Par acte de commissaire de justice en date du 19 octobre 2023, Madame [F] [E] a ensuite fait assigner Monsieur [Z] [Y] devant le juge des contentieux de la protection du Tribunal de proximité d'AULNAY-SOUS-BOIS pour obtenir la résiliation du contrat, l'expulsion et la condamnation au paiement.
Madame [F] [E] demande au tribunal de :
- A titre principal :
constater l’acquisition de la clause résolutoire ;
ordonner l’expulsion de Monsieur [Z] [Y] ainsi que tous les occupants de son chef du logement avec au besoin l'assistance de la force publique ;
ordonner le transport et la séquestration des meubles aux frais, risques et périls du défendeur ;
condamner Monsieur [Z] [Y] au paiement de l’arriéré locatif arrêté au mois d’octobre 2023 à la somme de 3. 400 € avec les intérêts au taux légal à compter de la délivrance du commandement de payer ;
1. 500 € à titre de dommages et intérêts ;
2. 000 € en application de l’article 700 du code de procédure civile ;
condamner Monsieur [Z] [Y] au versement d'une indemnité mensuelle d’occupation, égale au montant du loyer, charges comprises, qui aurait été dus au titre du contrat de bail, à compter de la résiliation du bail et jusqu'à libération des lieux ;
- A titre subsidiaire :
prononcer la résiliation du bail d’habitation ;
ordonner l’expulsion de Monsieur [Z] [Y] ainsi que tous les occupants de son chef du logement avec au besoin l'assistance de la force publique ;
ordonner le transport et la séquestration des meubles aux frais, risques et périls du défendeur ;
condamner Monsieur [Z] [Y] au paiement de l’arriéré locatif arrêté au mois d’octobre 2023 à la somme de 3. 400 € avec les intérêts au taux légal à compter de la délivrance du commandement de payer ;
1. 500 € à titre de dommages et intérêts ;
2. 000 € en application de l’article 700 du code de procédure civile ;
- En tout état de cause :
de condamner Monsieur [Z] [Y] aux dépens le tout,
de rappeler l'exécution provisoire.
L’affaire a été appelée à l’audience du 16 janvier 2024 et a fait l’objet d’un renvoi d’office au 1er février 2024.
A l’audience du 1er février 2024, Madame [F] [E], représentée par son conseil, maintient ses demandes et actualise le montant de l’arriéré locatif à hauteur de 6. 100 €, échéance de janvier 2024 incluse.
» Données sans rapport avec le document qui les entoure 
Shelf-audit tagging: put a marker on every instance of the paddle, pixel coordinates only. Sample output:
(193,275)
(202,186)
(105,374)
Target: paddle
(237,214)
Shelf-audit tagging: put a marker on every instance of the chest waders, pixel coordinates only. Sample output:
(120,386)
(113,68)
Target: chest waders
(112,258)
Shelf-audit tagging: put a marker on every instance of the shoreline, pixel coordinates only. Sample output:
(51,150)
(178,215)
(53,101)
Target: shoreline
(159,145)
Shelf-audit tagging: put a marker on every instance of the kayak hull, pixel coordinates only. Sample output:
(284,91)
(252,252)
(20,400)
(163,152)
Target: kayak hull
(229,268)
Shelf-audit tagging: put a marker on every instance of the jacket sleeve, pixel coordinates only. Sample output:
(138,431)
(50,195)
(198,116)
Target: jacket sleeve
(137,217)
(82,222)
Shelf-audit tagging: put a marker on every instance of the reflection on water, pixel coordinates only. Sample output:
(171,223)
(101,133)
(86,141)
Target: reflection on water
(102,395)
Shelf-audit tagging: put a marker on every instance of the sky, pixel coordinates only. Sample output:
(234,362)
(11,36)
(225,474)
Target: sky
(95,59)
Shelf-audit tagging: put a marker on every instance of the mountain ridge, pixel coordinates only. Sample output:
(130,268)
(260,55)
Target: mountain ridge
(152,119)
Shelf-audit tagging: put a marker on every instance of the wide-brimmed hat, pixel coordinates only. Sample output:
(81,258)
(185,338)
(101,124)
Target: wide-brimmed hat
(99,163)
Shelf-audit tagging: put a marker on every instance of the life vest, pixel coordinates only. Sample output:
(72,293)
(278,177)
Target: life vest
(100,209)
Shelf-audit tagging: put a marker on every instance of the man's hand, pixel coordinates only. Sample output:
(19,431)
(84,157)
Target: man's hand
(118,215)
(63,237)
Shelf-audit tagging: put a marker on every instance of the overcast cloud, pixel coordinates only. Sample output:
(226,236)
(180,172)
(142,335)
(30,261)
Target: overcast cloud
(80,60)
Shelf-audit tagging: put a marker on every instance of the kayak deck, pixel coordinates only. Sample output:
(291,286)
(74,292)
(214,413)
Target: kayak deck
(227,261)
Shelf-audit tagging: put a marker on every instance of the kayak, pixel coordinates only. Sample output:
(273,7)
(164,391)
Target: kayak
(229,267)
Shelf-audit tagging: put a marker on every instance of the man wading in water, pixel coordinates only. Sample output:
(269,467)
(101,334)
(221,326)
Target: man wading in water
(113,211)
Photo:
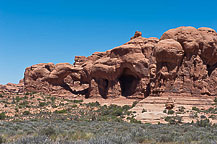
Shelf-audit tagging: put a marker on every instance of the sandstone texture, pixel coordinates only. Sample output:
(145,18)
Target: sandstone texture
(182,62)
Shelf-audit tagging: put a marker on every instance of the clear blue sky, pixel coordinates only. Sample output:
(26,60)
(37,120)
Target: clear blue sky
(41,31)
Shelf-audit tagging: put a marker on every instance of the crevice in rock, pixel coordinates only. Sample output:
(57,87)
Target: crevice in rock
(128,83)
(210,69)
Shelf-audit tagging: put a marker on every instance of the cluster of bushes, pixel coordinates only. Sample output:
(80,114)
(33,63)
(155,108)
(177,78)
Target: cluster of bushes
(82,132)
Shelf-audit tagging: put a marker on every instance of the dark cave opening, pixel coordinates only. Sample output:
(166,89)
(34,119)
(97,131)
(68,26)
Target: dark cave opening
(128,83)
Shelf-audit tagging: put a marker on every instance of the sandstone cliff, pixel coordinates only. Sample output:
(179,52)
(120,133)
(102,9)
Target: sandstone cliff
(182,62)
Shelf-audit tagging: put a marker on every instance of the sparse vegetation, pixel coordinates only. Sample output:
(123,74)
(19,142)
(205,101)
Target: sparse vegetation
(73,121)
(170,112)
(2,116)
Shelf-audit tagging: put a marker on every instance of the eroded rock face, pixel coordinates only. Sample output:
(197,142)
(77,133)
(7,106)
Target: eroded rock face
(183,61)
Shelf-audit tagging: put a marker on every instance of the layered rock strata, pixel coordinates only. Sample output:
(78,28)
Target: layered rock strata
(182,62)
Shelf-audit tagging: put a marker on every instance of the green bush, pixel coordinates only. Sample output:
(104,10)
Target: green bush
(134,103)
(77,101)
(170,112)
(203,123)
(49,131)
(26,113)
(2,116)
(61,111)
(181,109)
(41,104)
(144,110)
(173,119)
(215,100)
(93,104)
(196,109)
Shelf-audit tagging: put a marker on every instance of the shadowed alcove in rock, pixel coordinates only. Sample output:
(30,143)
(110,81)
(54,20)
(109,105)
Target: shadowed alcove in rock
(128,82)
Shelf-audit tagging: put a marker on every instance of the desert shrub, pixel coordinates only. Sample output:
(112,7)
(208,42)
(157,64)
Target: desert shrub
(134,103)
(144,110)
(181,109)
(2,116)
(196,109)
(215,100)
(173,119)
(214,117)
(41,104)
(93,104)
(77,101)
(24,104)
(53,99)
(203,123)
(26,113)
(2,140)
(202,116)
(61,111)
(74,106)
(170,112)
(47,131)
(18,99)
(126,107)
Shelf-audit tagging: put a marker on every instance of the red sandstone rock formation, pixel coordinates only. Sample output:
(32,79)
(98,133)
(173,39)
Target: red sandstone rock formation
(183,61)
Elle ajoute que l’attestation d’assurance n’a pas été remise.
Elle précise qu’aucun règlement n’est intervenu depuis l’assignation et est opposée à l’octroi de tout délai de paiement et de la suspension de la clause résolutoire.
Bien que convoqué par acte d’huissier signifié à étude le 19 octobre 2023, Monsieur [Z] [Y] n’est ni présent ni représentée.
Le juge a invité les parties à produire tous les éléments relatifs à l'existence d'une procédure de surendettement conformément à l'article 24 V de la loi du 6 juillet 1989.
L'affaire a été mise en délibéré au 28 mars 2024.
<DEF>MOTIFS DE LA DECISION
Aux termes de l'article 472 du code de procédure civile, lorsque le défendeur ne comparait pas, il est néanmoins statué sur le fond, le juge ne fait droit à la demande que s'il l'estime régulière, recevable et bien fondée.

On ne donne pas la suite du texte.